See this for details: http://en.wikipedia.org/wiki/HTML_Application

The benefit of HTA is that the browser security restrictions against local file system are removed unlike traditional HTML pages, so you get additional access like being able to use VBScript (rather than just javascript for HTML pages) and use COM objects. The trick here is we will use the Adobe app's COM API to execute the JSX file.

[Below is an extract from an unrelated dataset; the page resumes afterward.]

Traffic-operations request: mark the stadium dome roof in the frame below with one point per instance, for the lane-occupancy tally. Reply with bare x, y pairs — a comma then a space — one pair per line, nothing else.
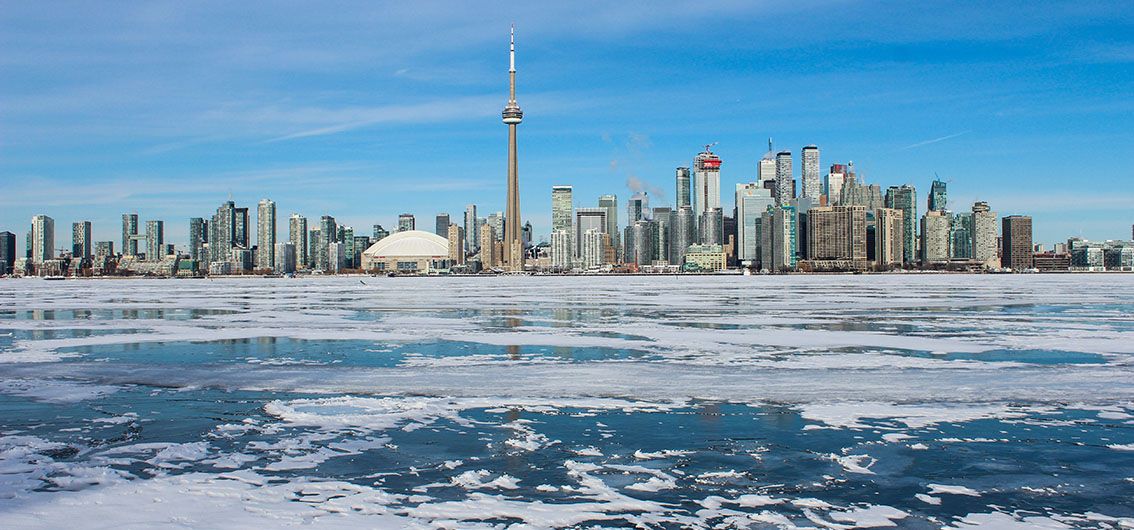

If on Mac, you don't have a similar equivalent I believe. Therefore, your alternative option is to build a GUI similar to an HTML form but is actually a desktop app for Mac (e.g. wxWidgets, Qt, native Mac app, Java GUI app). With that GUI built, it can execute the JSX via Applescript, since many languages (Java, Python, etc.) should have an Applescript bridge interface. Worst case, you could shell execute an Applescript passing it the arguments that the Applescript then passes to the actual JSX script file.

As for how to pass arguments to JSX file and execute it outside of ExtendScript IDE, see this SO post:

Is it possible to execute JSX scripts from outside ExtendScript?

What I just mentioned about HTML form or a GUI app is simply interfacing that to the SO post solutions.